A “Young Front” activist Uladzimir
Yaromenak told Human Rights Activists against Torture website about the
incarceration conditions there.
- Tell us about incarceration conditions.
- The conditions do not change year after year: rats, lice. Rats are rather
big, they feel like as if they owned the place. They run away reluctantly, only
when you throw something into them. They steal bread, table-napkins. A prisoner
with lice was thrown into our cell once. We found out that only when we saw him
scratching. We asked to take him into the delousing station, but it is closed
on weekends. So we sit there with lice till Monday. It could not be said for
sure, whether putting a person with lice is done to exert pressure on other
prisoners, or it just happens so, but it certainly creates discomfort.
- What was the temperature in the cell?
- It was not very cold there this time. Among other things, it was because
windows were not open. The air extraction system was not working. The air was
very close. We were taken for a walk two times over the 18 days I was
imprisoned.
- Is medical assistance provided?
- I found myself in the remand prison in Akrestsin Street with a cold, but the
medical assistant said that they had no drugs at all. They gave me aspirin
several times, which is a local cure-all for all diseases.

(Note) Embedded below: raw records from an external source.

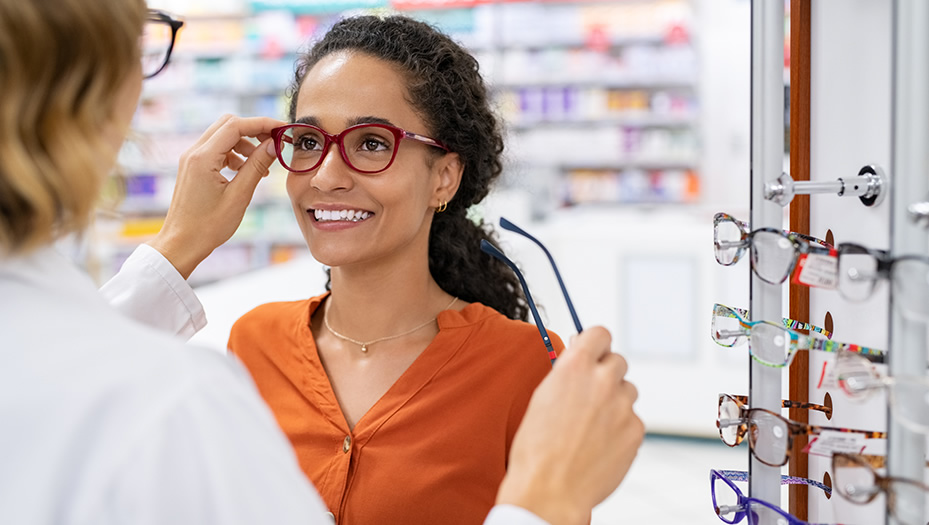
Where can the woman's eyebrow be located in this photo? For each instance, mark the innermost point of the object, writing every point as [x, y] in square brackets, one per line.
[369, 119]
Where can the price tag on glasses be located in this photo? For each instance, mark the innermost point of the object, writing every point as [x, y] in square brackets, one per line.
[831, 441]
[818, 270]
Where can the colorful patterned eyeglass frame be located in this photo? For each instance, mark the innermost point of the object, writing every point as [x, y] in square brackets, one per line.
[492, 250]
[744, 504]
[810, 245]
[794, 428]
[798, 341]
[881, 484]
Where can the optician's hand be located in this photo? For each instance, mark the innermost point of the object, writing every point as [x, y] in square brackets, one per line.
[579, 435]
[206, 208]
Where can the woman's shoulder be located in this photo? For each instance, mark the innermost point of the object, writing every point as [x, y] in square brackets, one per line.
[278, 314]
[488, 327]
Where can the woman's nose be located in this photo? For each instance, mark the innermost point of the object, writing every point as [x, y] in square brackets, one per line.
[333, 172]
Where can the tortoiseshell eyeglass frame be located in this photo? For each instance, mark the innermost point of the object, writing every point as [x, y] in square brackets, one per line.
[794, 428]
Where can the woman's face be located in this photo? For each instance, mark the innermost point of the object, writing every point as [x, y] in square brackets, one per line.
[348, 88]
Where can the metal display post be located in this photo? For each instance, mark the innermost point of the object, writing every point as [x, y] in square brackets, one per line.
[910, 181]
[767, 158]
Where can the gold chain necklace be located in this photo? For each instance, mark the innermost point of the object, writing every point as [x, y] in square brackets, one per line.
[364, 344]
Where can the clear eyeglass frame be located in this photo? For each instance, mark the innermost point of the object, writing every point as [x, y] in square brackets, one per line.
[860, 379]
[772, 344]
[856, 479]
[774, 253]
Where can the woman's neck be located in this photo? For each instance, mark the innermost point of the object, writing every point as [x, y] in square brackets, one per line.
[372, 302]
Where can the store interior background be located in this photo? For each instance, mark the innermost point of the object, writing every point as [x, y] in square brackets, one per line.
[627, 129]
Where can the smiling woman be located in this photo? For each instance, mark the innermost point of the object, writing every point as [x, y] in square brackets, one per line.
[419, 355]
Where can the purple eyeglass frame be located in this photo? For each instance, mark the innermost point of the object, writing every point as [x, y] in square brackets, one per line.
[744, 505]
[399, 134]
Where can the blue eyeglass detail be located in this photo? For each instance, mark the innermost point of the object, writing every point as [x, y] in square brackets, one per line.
[507, 225]
[489, 248]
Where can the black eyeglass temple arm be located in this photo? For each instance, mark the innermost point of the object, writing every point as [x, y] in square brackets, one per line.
[488, 248]
[507, 225]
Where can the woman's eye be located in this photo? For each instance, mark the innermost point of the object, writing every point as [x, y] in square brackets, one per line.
[374, 144]
[306, 143]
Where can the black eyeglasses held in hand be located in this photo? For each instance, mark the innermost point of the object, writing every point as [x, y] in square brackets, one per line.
[489, 248]
[158, 37]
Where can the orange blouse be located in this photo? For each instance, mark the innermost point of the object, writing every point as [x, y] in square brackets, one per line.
[434, 448]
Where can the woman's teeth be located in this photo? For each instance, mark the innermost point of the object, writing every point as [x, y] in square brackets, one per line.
[341, 215]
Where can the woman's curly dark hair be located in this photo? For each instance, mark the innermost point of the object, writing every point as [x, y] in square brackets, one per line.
[447, 90]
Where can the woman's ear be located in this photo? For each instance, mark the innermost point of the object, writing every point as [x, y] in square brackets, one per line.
[448, 171]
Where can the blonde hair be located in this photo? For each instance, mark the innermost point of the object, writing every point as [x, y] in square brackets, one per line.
[62, 64]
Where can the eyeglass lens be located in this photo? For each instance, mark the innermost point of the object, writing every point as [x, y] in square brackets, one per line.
[157, 38]
[773, 256]
[768, 436]
[728, 242]
[730, 420]
[725, 500]
[853, 480]
[364, 148]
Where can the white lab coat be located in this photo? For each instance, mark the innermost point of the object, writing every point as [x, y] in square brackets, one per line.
[104, 420]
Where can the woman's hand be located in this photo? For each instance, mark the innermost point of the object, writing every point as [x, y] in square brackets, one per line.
[578, 437]
[206, 208]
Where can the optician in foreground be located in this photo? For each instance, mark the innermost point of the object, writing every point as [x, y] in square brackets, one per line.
[108, 421]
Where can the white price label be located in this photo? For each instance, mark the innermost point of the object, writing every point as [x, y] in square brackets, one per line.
[829, 442]
[819, 270]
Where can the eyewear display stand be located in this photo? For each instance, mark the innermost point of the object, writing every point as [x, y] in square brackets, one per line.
[767, 154]
[908, 341]
[869, 186]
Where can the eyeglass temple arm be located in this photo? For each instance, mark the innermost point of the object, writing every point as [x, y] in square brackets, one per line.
[742, 475]
[488, 248]
[507, 225]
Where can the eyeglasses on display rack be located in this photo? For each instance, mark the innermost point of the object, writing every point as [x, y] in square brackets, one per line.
[908, 395]
[743, 314]
[366, 148]
[772, 344]
[774, 252]
[492, 250]
[856, 480]
[733, 507]
[860, 268]
[770, 436]
[157, 43]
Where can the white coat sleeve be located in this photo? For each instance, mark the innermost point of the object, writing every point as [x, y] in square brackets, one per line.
[150, 290]
[512, 515]
[212, 456]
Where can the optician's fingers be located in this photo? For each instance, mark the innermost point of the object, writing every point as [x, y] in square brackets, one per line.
[244, 147]
[233, 161]
[231, 132]
[211, 130]
[250, 173]
[591, 345]
[613, 366]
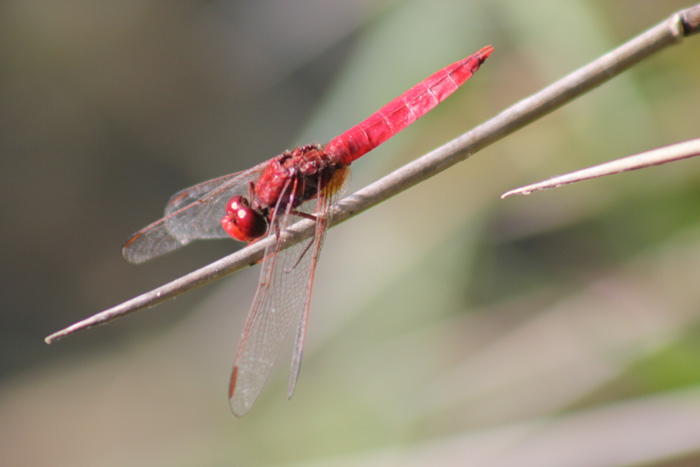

- To your mind, could it be called torture, inhuman and humiliating
treatment?
- Yes, sure. These conditions are totally inhuman. That is not the only
question. One of our colleagues had a sinusitis. He had terrible aches,
aggravation was threatening, but prisoners refused to call in ambulance. No
assistance was provided to him. I understand that not everything depends on the
administration of the remand prison. The do not have enough money, funds for
renovation. They do not have medicines, and ask relatives to bring them. But
they could have called in an ambulance.